Soon, however, I discovered where the sound was coming from: a small black box on the wall, shaped like a house with tiny speaker holes. I took a photo:
My first thought? 'I need to ask where I can buy one of those!' Pretty cool little gadget, turning the mundane toilet visit into a pleasant and soothing nature retreat.
But the next thought followed soon thereafter and triggered a completely different feeling. Isn't it terribly sad, I wondered, that we're putting artificial bird sounds into our homes? It's like those supposedly romantic log fires flickering on screens in many modern living rooms. A mission impossible, for any screen kills all the magic.
So I kept staring at the box in disbelief. How disconnected have we become from nature that we're desperately trying to recreate its poetry and healing powers with black plastic on white concrete walls?

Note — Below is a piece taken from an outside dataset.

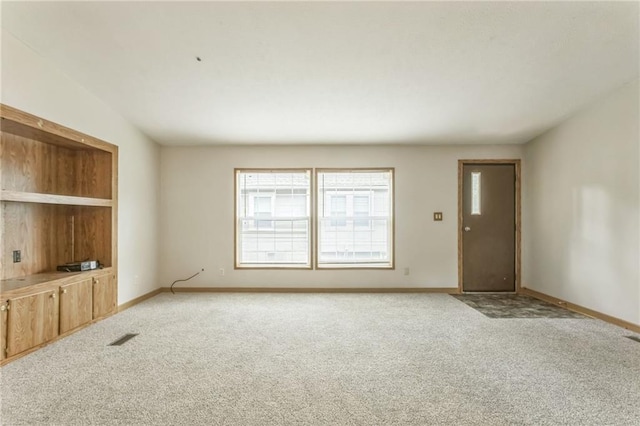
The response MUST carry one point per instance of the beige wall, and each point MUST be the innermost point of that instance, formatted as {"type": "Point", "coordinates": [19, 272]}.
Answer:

I talked to my friend about it when I returned from the bathroom. 'It's really cool,' I said, 'but at the same time really fucked up.' He nodded, 'I know.'
But does he really know? Do I really know? Wouldn't we change our daily behaviour and our consumer habits if we really knew? As the old Zen proverb goes, 'to know and not to do is not to know'.
Maybe all the current crises are telling us the same thing. The ongoing pandemic, the tumbling economy and the accelerating environmental crisis are just messengers delivering the same message: We need to reconnect with nature! With true nature, not with pitiful imitations. We need this connection because it's what we are: nature.